最近项目组要搭一个wiki,经过筛选我们决定使用JSPWiki(网上有大量的分析),待搭完以后,发现他不支持附件文件内容搜索,也就是说,如果这篇wiki中上传了一些doc,xls等文件是不能被搜索到的,但是在jspwiki.properties配置中有如下配置:
jspwiki.searchProvider =LuceneSearchProvider jspwiki.lucene.analyzer = org.apache.lucene.analysis.standard.StandardAnalyzer
也就是JSPWiki也是用lucene来做检索的,于是下了他的源码,看了下这个类com.ecyrd.jspwiki.search.LuceneSearchProvider,发现了如下方法:
protected String getAttachmentContent( Attachment att ) { AttachmentManager mgr = m_engine.getAttachmentManager(); //FIXME: Add attachment plugin structure String filename = att.getFileName(); if(filename.endsWith(".txt") || filename.endsWith(".xml") || filename.endsWith(".ini") || filename.endsWith(".html")) { InputStream attStream; try { attStream = mgr.getAttachmentStream( att ); StringWriter sout = new StringWriter(); FileUtil.copyContents( new InputStreamReader(attStream), sout ); attStream.close(); sout.close(); return sout.toString(); } catch (ProviderException e) { log.error("Attachment cannot be loaded", e); return null; } catch (IOException e) { log.error("Attachment cannot be loaded", e); return null; } } ......

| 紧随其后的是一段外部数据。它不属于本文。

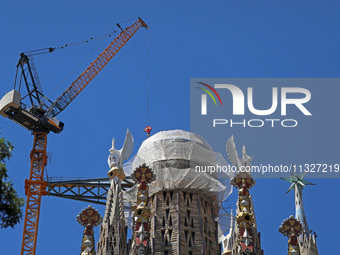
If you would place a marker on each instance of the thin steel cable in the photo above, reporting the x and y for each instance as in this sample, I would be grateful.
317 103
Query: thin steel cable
147 76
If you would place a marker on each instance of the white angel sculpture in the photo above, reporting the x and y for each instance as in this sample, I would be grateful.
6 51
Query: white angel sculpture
117 157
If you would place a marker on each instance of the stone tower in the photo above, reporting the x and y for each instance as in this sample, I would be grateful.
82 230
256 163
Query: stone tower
306 239
183 200
243 238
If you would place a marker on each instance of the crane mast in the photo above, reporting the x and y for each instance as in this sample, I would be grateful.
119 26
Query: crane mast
40 119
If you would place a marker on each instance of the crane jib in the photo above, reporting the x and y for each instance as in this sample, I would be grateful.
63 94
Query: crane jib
95 67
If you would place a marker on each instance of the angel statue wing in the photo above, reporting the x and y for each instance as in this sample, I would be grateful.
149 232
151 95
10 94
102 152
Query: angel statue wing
232 153
126 151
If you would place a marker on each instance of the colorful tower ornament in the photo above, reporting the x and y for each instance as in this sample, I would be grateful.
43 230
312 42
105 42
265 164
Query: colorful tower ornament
141 237
247 240
88 217
292 228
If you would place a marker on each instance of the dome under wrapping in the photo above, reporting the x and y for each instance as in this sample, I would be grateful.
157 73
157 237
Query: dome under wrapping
174 156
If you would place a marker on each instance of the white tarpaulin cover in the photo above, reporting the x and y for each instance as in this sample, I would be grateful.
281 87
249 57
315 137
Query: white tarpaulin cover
175 156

就是说支持文本文件附件(txt,xml,ini,html)的内容搜索,试了一下,上传了一个txt文件,果然是可以被查出来,。
于是决定给这个类动动手术,添加点功能让它可以支持doc和xls, 添加了如下代码在下面(office 2003到2007,文件格式不同,分开来写了),然后重新打包(打好的jar,我放在附件里),启动JSPWiki, 实验了一下,word 和 excel的文件可以被查出来了。
注意的是,这个类的作用是,在附件文件上传,用lucene建立了索引,所以实验的话,一定要重新上传文件,在改这个class之前上传的文件时没有用的。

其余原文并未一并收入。